Balwani, 57, is now serving a nearly 13-year prison sentence for fraud and conspiracy, following a trial that began two months after Holmes’ death. He is currently serving a nearly 13-year sentence in a Southern California prison.

When it came time to sentence the then-pregnant Holmes in November, U.S. District Judge Edward Davila seemed as baffled as everyone about why she did what she did.

“This is a case of fraud where a glamorous company has gone ahead with its high hopes and expectations, only to be met with falsehoods, misrepresentations, arrogance and lies,” Dávila lamented as Holmes stood before him. “I guess now we can step back and look at that and think what is the pathology of fraud?”

Judge also recalled the days when Silicon Valley consisted mostly of orchards grown by immigrants.
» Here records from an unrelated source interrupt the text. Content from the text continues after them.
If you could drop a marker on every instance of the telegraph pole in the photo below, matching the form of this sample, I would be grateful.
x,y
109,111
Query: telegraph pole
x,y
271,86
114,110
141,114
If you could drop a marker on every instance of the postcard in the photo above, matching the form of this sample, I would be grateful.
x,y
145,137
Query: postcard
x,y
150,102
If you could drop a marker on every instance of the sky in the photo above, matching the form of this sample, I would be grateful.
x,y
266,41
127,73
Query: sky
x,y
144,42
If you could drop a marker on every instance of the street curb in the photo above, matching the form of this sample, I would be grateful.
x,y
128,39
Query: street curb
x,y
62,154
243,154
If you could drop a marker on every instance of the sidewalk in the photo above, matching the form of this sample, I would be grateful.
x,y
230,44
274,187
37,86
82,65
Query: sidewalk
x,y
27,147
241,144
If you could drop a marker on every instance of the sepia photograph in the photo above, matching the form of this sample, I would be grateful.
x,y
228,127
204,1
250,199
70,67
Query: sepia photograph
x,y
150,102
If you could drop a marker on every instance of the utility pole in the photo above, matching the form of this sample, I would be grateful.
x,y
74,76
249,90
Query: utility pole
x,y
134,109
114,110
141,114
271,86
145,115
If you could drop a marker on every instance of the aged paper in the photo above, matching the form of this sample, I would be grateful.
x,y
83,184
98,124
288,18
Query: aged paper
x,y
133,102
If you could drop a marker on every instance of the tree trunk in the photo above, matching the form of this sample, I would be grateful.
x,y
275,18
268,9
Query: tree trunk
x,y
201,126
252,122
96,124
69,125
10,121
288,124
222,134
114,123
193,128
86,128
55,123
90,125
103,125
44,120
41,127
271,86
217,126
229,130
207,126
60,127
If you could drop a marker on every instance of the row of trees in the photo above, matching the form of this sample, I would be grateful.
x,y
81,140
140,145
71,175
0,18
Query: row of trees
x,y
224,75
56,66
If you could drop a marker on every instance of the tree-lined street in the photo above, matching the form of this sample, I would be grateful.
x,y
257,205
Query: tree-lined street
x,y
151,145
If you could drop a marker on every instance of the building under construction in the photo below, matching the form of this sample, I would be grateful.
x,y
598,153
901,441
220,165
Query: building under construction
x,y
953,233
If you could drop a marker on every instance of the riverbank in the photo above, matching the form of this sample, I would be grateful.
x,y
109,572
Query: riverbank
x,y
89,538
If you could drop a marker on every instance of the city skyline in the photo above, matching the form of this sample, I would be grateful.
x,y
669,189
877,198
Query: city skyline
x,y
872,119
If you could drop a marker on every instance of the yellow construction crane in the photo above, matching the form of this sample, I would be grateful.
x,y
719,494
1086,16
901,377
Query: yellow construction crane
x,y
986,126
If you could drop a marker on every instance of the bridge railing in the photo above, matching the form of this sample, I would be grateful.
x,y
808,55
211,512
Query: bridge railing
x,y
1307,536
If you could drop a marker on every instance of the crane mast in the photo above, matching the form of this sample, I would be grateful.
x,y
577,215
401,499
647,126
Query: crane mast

This was before the land was handed over to the technological boom that began in 1939, when William Hewlett and David Packard founded a company that bore their last names in a one-car garage in Palo Alto, the same city where Theranos was headquartered. .

“You will remember the wonderful innovation of those two guys in that little garage,” Dávila reminded everyone in the courtroom.

“No exotic cars or luxurious lifestyles, just the desire to create something that benefits society through honest and hard work. And that, I hope, would be how the history and legacy and practice of Silicon Valley would continue.”